MACRO AND MARKET REVIEW
The Chinese equity market presented a tale of two halves in April. The month began with significant volatility as higher-than-expected reciprocal tariffs announced by the US on Liberation Day (2 April), coupled with their immediate implementation, raised concerns about a potential trade slowdown and even global recession risks. This triggered a sharp market decline in the first half of the month. However, markets rebounded swiftly following a policy reversal that included a 90-day exemption for most affected goods and regions.
During April, the MSCI China All Shares Index declined by 3.85% in USD terms, underperforming the MSCI World Index, which returned 93 bps. Sector performance was broadly negative, with Consumer Discretionary, Information Technology, Materials and Energy experiencing the most significant declines. In contrast, Utilities, Real Estate and Consumer Staples managed to end the month in positive territory.
The Politburo meeting on 25 April, held after the US tariff hikes, provided important high-level policy guidance. Leaders emphasised preparing emergency plans to mitigate external shocks while indicating no immediate need for large-scale stimulus following the US policy shift.
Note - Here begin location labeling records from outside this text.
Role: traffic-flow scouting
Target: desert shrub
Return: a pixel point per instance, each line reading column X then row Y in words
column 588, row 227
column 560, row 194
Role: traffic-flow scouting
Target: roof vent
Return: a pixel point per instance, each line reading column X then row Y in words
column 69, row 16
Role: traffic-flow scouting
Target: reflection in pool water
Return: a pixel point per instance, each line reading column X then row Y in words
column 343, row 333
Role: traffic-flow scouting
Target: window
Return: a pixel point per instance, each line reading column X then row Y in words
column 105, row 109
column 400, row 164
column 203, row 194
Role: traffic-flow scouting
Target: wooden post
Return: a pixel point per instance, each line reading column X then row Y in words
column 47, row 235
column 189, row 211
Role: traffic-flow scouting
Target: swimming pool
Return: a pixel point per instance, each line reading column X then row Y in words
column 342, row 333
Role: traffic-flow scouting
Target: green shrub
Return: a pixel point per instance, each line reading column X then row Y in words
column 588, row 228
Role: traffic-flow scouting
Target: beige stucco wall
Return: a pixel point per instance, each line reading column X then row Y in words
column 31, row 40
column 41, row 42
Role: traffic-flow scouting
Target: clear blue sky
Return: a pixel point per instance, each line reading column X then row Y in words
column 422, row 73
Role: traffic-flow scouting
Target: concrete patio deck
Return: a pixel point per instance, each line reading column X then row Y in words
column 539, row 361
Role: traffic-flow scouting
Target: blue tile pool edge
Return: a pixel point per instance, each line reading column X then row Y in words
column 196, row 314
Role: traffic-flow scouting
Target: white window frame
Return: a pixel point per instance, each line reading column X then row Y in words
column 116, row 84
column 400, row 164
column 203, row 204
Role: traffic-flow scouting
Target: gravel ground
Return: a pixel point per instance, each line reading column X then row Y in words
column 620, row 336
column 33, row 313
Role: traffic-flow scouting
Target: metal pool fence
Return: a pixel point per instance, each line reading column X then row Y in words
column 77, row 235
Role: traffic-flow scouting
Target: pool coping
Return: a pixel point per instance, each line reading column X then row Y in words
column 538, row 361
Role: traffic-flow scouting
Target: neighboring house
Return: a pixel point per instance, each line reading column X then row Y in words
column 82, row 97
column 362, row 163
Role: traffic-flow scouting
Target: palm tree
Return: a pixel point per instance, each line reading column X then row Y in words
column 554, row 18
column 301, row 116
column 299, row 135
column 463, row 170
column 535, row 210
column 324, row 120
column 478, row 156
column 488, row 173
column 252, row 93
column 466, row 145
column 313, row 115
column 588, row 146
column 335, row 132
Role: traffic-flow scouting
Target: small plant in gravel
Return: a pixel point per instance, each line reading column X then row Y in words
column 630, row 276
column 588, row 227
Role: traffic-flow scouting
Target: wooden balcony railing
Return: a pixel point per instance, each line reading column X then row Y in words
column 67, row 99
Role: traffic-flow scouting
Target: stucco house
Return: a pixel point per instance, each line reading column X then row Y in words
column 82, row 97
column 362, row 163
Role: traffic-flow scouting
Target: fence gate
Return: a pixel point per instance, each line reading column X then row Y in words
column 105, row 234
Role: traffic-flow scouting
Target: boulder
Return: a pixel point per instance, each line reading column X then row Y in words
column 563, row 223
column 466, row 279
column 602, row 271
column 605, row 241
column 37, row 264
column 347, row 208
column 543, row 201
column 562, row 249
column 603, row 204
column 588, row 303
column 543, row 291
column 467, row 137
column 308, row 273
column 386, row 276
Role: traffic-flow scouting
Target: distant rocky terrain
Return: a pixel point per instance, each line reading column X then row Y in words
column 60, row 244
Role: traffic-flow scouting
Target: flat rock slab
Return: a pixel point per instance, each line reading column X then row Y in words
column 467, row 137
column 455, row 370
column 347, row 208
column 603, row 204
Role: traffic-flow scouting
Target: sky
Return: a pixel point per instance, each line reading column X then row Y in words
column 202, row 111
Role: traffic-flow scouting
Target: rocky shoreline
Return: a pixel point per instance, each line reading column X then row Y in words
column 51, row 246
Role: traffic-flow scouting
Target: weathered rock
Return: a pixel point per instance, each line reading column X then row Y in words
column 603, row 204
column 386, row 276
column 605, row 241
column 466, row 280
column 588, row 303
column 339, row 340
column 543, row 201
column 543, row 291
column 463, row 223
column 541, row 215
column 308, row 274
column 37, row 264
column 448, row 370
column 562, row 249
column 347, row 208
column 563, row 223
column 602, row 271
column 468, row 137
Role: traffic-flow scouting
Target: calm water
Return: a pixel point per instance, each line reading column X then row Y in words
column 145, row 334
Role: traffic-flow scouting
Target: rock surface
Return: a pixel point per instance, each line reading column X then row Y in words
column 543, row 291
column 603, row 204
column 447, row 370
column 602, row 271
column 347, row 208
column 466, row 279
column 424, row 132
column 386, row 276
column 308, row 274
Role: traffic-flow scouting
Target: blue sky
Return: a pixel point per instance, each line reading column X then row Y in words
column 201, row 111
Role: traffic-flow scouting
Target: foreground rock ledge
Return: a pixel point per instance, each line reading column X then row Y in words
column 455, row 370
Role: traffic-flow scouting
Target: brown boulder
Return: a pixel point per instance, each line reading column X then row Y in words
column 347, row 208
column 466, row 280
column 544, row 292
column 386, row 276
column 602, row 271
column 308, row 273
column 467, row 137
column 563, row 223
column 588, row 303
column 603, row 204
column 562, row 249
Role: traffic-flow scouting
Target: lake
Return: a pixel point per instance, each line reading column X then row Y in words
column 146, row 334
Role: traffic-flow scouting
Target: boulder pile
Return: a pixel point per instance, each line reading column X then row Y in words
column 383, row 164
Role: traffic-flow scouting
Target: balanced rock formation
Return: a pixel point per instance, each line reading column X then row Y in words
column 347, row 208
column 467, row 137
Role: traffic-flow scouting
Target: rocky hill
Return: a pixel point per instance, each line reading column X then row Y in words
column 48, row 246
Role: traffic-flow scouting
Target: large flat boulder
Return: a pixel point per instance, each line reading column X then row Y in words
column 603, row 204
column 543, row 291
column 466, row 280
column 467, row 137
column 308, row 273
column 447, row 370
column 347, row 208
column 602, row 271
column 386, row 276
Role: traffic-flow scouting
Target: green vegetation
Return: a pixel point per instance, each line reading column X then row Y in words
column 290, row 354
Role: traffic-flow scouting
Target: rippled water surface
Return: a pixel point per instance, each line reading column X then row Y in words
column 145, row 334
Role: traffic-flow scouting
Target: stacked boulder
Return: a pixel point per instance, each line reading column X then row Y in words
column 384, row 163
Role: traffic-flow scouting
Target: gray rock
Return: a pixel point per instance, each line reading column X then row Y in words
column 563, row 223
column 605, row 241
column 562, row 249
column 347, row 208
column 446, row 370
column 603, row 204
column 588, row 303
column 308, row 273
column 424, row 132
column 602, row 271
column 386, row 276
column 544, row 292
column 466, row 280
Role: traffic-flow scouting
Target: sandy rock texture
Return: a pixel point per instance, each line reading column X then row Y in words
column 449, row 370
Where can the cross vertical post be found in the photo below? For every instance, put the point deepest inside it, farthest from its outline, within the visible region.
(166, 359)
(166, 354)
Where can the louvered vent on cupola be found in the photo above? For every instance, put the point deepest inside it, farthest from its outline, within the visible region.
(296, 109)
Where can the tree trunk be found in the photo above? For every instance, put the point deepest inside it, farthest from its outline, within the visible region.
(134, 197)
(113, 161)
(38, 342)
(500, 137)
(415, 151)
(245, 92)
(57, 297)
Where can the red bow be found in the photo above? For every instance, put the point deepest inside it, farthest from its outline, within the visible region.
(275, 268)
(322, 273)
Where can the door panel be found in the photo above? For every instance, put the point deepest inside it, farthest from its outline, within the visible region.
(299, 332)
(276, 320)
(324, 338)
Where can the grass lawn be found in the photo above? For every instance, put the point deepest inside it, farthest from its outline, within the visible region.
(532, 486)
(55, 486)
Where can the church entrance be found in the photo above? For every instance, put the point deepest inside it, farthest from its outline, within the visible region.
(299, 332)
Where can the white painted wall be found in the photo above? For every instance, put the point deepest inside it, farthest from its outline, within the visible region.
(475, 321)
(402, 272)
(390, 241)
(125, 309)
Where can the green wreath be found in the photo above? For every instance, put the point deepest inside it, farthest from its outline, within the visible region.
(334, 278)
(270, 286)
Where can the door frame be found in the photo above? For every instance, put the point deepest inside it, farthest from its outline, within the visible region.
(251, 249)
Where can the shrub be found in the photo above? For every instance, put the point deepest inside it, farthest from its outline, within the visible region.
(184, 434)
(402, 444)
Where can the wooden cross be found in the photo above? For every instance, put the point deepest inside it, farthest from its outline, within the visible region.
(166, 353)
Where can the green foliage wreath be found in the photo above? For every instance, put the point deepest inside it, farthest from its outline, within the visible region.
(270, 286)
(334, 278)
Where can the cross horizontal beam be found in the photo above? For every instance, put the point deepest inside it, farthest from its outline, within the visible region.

They reaffirmed intentions to implement targeted interest-rate cuts and reserve requirement adjustments when appropriate, stabilise the property market, and support businesses most affected by tariffs. While concrete stimulus measures were lacking, the meeting notably emphasised strengthening domestic consumption to drive economic momentum, with potential new fiscal support focused on service sectors.
PORTFOLIO ACTIVITY
The Fund implemented measured portfolio adjustments during the month, capitalising on outperforming positions while selectively reallocating to opportunities with more compelling risk/reward characteristics. While we maintained our core holdings without initiating new positions or complete exits, we proactively reduced exposure to US-market-sensitive names early in the period as trade tensions escalated. Following the market pullback, we strategically rebalanced part of our defensive high-yield allocations toward quality internet companies that we believe offer superior growth potential at more attractive valuations.
Our investment strategy remains centred on mid- and large-cap growth companies trading at reasonable valuations, which we continue to believe is the most effective approach to generating alpha. The portfolio maintains a high-quality balance of large-caps and mid-caps, with a focus on bottom-up, growth-oriented names that are less susceptible to regulatory and policy risks. This disciplined approach positions the Fund well to capitalise on emerging opportunities while managing downside risks.
PERFORMANCE
April proved to be a challenging month, yet the LO Funds–China High Conviction Fund managed to outperform its benchmark. Strong stock selection, particularly in Consumer Discretionary, Consumer Staples and Materials, helped offset the drag from sector allocation.
Our new consumption theme continued to outperform, benefiting from its self-sufficient nature and relative independence from global trade tensions. Pop Mart was a significant contributor, reporting another strong quarterly earnings performance with overseas growth exceeding expectations. Proya Cosmetics also delivered a notable earnings beat, with its new product line performing ahead of expectations. Chow Tai Fook delivered better-than-expected operating data for Q1 and indicated that FY25 margins should surpass previous guidance, benefiting from rising gold prices and an increased mix of high-gross-margin products, despite an acceleration in store closures.
On the negative side, Wuxi Bio was a detractor as it became caught in the crossfire of US-China trade tensions. Both FUTU and CMB also detracted from performance as equity market volatility raised concerns about client assets under management (AUM) stability and pressure on wealth management fees.
OUTLOOK
Looking ahead, we expect uncertainties surrounding US-China trade policies to persist, likely contributing to ongoing market volatility. However, we remain optimistic about structural growth opportunities in technological advancements, particularly in AI and robotics. Amid these market dynamics, we maintain our disciplined focus on high-quality companies capable of delivering sustainable, long-term earnings growth.
Beyond technology, we continue to monitor important structural shifts in domestic markets, particularly the ongoing transition in consumer behaviour toward services consumption. We also maintain our emphasis on high-dividend-yielding stocks that offer attractive total returns through a combination of dividends and share buybacks. Current valuations remain supportive both historically and relative to peer markets, providing a favourable backdrop for our investment strategy.
In China, we continue to emphasise three key areas: domestic consumption growth, technological innovation, and industrial advancement, with a particular focus on companies expanding their global market presence beyond US exposure. We also prioritise high-quality, dividend-yielding stocks that provide attractive returns through consistent payouts and share repurchases.
Thank you for your continued support.